# On clustering, part two

In part one of what has quickly developed into an enthralling series, I made the points that (1) at least some important software doesn’t provide a probability value for cluster outputs, and (2) that while it’s possible to cluster any data set, univariate or multivariate, into clearly distinct groups, so doing doesn’t necessarily mean anything important. Such outputs only tell us something useful if there is some actual structure in the data, and the clustering algorithm can detect it.

But just what is “structure” in the data? The univariate case is simplest because with multivariate data, structure can have two different aspects. But in either situation we can take the standard statistical stance that structure is the detectable departure from random expectation, at some defined probability criterion (p value). The Poisson and gamma distributions define this expectation, the former for count (integer valued) data, and the latter for continuous data. By “expectation” I mean the expected distribution of values across the full data. If we have a calculated overall mean value, i.e. an overall rate, the Poisson and gamma then define this distribution, assuming each value is measured over an identical sampling interval. With the Poisson, the latter takes the form of a fixed denominator, whereas with the gamma it takes the form of a fixed numerator.

Using the familiar example of density (number of objects per unit space or time), the Poisson fixes the unit space while the integer number of objects in each unit varies, whereas the gamma fixes the integer rank of the objects that will be measured to from random starting points, with the distance to each such object (and corresponding area thereof) varying. The two approaches are just flip sides of the same coin really, but with very important practical considerations related to both data collection and mathematical bias.
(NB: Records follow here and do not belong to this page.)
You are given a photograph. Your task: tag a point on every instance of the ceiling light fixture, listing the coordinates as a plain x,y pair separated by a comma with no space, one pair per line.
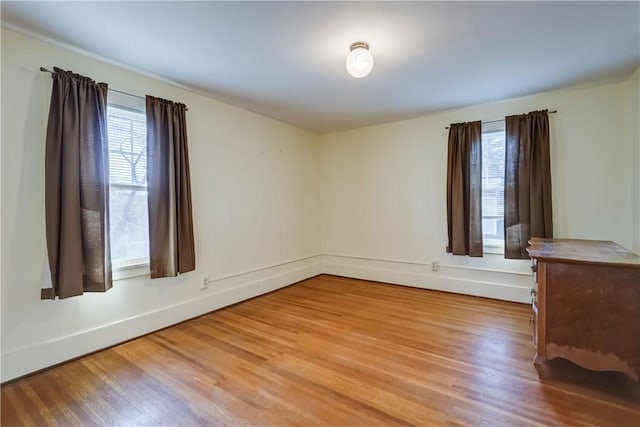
360,60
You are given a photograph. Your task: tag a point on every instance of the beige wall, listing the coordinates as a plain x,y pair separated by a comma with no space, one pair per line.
269,198
383,189
254,181
633,124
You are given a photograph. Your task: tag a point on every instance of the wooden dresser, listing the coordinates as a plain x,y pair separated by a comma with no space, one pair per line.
586,304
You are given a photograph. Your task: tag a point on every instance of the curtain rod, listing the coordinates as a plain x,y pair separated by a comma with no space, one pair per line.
43,69
499,120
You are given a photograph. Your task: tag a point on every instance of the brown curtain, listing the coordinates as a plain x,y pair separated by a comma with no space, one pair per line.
77,187
171,244
464,189
527,193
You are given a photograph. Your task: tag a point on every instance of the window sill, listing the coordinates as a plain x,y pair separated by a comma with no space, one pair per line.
498,250
130,271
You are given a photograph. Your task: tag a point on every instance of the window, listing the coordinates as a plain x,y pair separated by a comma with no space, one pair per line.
493,160
129,230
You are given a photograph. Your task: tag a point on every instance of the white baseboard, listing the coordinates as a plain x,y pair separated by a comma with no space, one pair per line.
234,289
509,286
502,285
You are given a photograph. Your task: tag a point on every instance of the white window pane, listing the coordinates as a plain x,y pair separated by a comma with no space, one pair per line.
493,152
129,229
129,225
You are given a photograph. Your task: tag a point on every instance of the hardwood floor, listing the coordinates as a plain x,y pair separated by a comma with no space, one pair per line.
328,351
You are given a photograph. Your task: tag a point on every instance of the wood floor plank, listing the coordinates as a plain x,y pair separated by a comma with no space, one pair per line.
328,351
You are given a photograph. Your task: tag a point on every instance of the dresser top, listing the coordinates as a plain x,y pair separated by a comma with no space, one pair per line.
582,251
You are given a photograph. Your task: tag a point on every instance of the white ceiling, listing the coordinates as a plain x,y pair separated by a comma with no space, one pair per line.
286,60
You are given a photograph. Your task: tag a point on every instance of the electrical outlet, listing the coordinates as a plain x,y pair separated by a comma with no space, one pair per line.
205,282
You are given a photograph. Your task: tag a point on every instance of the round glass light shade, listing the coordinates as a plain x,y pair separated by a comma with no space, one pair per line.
359,61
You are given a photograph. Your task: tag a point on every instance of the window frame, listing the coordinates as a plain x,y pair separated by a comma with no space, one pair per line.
493,246
132,108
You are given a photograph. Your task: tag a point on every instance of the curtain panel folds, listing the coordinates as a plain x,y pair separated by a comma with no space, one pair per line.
527,194
171,242
464,189
77,187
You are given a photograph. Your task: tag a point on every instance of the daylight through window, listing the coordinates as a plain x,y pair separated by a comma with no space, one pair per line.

Without getting heavily into the data collection issue here, the Poisson approach–counting the number of objects in areas of pre-defined size–can get you into real trouble in terms of time efficiency (regardless of whether density tends to be low or high). This consideration is very important in opting for distance-based sampling and the use of the gamma distribution over area-based sampling and use of the Poisson.

But returning to the original problem as discussed in part one, the two standard clustering approaches–k-means and hierarchical–are always going to return groupings that are of low probability of random occurrence, no matter what “natural structure” in the data there may actually be. The solution, it seems to me, is to instead evaluate relative probabilities: the probability of the values within each group being Poisson or gamma distributed, relative to the probability of the overall distribution of values. In each case these probabilities are determined by a goodness-of-fit test, namely a Chi-square test for count (integer) data and a Kolmogorov-Smirnov test for continuous data. If there is in fact some natural structure in the data–that is, groups of values that are overly similar (or dissimilar) to each other than that defined by the Poisson or gamma–then this relative probability (or odds ratio if you like), will be maximized at the clustering solution that most closely reflects the actual structure in the data, this solution being defined by (1) the number of groups, and (2) the membership of each. It is a maximum likelihood approach to the problem.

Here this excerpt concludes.